In contrast, Livingston Parish does not have such regulations. “This hasn’t been an issue for us,” explained Lloyd Wax, Assistant Superintendent of Livingston Parish Public Schools. “There is always something, though, remember the problems with liquid paper?”
No responsible parent or teacher wants a child to become intoxicated, but the potential for a child to consume enough hand-sanitizer for intoxication exists if a child is not watched closely before the sanitizer dries.
According to Sydney Moe’s mother, Jennifer, Sydney was only in the bathroom for “a minute,” which is enough time for any child to consume enough hand sanitizer to hurt herself.
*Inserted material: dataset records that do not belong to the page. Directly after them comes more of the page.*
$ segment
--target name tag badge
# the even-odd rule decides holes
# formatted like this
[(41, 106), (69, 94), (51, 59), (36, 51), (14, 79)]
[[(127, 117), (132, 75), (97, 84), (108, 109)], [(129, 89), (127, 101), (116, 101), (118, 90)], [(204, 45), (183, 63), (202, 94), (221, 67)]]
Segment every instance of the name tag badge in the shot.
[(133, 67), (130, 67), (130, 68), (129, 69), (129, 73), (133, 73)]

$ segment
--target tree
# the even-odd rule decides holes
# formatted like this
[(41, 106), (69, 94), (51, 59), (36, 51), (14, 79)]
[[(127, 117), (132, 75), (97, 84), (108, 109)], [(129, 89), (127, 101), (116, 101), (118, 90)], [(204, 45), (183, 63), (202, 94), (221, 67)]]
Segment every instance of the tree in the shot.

Even a small portion of hand sanitizer (dime-sized squirt) can take as long as 30 seconds to dry and could give an unsupervised child enough time to eat it off his hands.
How much is enough?
Using a 10 fluid ounce bottle of Germ-X Original on a 12 year-old child, it took the following times to dry:
17 seconds–when rubbing hands constantly
30 seconds–when rubbing hands together once
45 seconds–when rubbing constantly
One minute and seven seconds when rubbing hands together once
Though the amount of hand sanitizer released from one full pump depression from a 10 fluid ounces bottle of Germ-X was about the size of a quarter, reports indicate that the proper use of a hand sanitizer requires squirting a dime-sized amount into your hands and rubbing them until they are completely dry. Once the hand sanitizer is completely evaporated from your hands, then it is safe to eat or handle food.
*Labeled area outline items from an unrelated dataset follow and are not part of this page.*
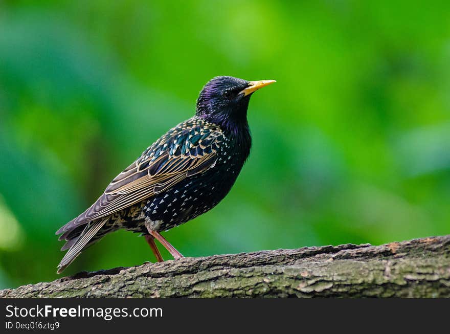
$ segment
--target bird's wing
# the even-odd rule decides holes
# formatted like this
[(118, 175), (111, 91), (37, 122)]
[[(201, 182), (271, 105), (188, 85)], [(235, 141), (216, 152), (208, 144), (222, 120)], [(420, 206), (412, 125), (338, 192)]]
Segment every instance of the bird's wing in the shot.
[(212, 125), (186, 123), (169, 130), (149, 147), (112, 180), (90, 208), (56, 234), (119, 211), (213, 167), (219, 147), (224, 144), (221, 130)]

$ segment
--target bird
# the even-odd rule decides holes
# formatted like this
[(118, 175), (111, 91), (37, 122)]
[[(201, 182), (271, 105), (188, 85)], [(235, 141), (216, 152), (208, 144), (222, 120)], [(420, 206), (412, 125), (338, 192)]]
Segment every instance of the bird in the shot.
[(215, 207), (229, 193), (250, 153), (250, 97), (274, 80), (213, 78), (195, 115), (169, 130), (108, 185), (84, 212), (56, 231), (67, 250), (60, 274), (84, 250), (121, 229), (143, 235), (158, 261), (156, 239), (176, 260), (182, 254), (161, 234)]

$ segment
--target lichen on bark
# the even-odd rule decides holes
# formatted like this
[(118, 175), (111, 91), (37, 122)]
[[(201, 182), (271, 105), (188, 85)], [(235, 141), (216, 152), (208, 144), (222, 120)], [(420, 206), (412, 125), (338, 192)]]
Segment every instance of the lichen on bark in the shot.
[(82, 272), (0, 298), (450, 297), (450, 235), (184, 258)]

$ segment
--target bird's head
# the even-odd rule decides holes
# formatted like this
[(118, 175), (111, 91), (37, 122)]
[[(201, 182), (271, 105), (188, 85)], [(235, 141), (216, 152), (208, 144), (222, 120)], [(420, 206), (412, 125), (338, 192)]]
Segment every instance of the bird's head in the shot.
[(252, 94), (275, 82), (248, 81), (228, 76), (216, 77), (205, 85), (197, 100), (196, 115), (206, 120), (236, 129), (247, 125), (247, 108)]

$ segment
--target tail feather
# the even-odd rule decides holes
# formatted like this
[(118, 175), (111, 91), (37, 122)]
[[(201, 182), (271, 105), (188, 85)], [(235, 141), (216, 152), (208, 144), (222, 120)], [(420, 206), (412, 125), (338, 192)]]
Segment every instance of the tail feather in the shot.
[[(66, 244), (63, 246), (62, 248), (64, 249), (67, 249), (69, 247), (70, 248), (58, 265), (58, 271), (57, 272), (58, 274), (60, 274), (76, 258), (77, 256), (80, 255), (80, 253), (92, 243), (90, 243), (89, 241), (109, 219), (109, 217), (108, 217), (101, 220), (91, 221), (88, 223), (79, 236), (70, 240)], [(72, 240), (76, 241), (72, 241)]]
Hand sanitizers are regulated by the FDA and do have specific warnings on their labels such as “Keep out of reach of children.” This label does not mean the product is not to be used on children.
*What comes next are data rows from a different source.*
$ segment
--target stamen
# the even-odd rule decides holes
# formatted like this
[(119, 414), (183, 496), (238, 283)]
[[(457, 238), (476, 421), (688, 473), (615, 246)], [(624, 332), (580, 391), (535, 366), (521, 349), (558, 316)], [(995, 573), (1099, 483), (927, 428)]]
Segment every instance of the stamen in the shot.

If hand-sanitizer is on your child’s supply list and you are concerned with potential consumption and health hazards, there are non-alcohol hand-sanitizers, which offer the same “99 percent germ-free” protection. Such products include:
▪ CVS’s pocket-sized hand-sanitizer spray
▪ Clean-Well Natural Hand Sanitizer with Ingenium
▪ Soapopular’s Foaming Hand Sanitizer
▪ GentleCare’s Non Alcohol Foaming Hand Sanitizer
▪ Hands2Go Foaming Instant Hand Sanitizer
Those most at risk for ingesting hand sanitizers are people dependent on alcohol, or who abuse it, and those with mental illness or have a history of ingesting non-food items. Since there is also a risk for curious children and teens and accidental ingestion by small children, parents should be aware that unlike some products such as cough syrup and spray paint, there are no age limitations for anyone to purchase hand sanitizers that contain ethyl alcohol.